Une rentabilité à terme qui pose question

Commercialisés sous forme de paniers, les fruits et légumes sont achetés par les salariés de l’Opéra et par un restaurateur local. "Un espace test pour essayer de trouver le bon modèle économique".

Pour Topager, cette micro-ferme doit permettre d’expérimenter un modèle productif rentable. Or, la première année d’exploitation, avec une production de près de 2 tonnes de fruits et légumes, n’a pas permis à l’entreprise d’être bénéficiaire.
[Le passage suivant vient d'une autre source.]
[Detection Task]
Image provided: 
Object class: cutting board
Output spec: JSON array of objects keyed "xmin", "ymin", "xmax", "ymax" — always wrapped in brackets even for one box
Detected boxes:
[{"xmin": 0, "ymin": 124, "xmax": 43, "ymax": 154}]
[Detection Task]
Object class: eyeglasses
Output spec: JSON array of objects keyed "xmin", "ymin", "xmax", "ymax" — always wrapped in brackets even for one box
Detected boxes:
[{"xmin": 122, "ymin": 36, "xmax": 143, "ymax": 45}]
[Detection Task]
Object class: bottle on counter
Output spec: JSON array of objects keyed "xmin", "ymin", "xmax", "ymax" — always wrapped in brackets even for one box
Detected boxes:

Marie Carcenac envisage donc d’autres solutions : 

Sur le plan des productions, on envisage de cultiver des aromatiques vivaces, qui demandent moins de travail, de mieux anticiper les maladies ou les oiseaux qui viennent picorer les récoltes. Si on arrive à augmenter la production, on pourrait peut-être vendre chez un deuxième restaurateur. 

Mais son entreprise songe également à diversifier les activités de la micro-ferme : 

On pourrait organiser des visites, surtout avec la vue qu’on a depuis le toit, mais aussi des formations. On veut aussi proposer aux consommateurs de donner un peu de leur temps, bénévolement, pour venir jardiner à nos côtés. 

Dans un avis, paru en juin 2019, le Conseil économique, social et environnemental, note cette évolution mais s’inquiète de la rentabilité à long terme de tels modèles : 

Ces activités sont porteuses dans un marché en pleine expansion, c’est-à-dire avec un afflux de candidats à l’installation, mais qu’en sera-t-il lorsque celui-ci sera parvenu à maturité voire à saturation ? 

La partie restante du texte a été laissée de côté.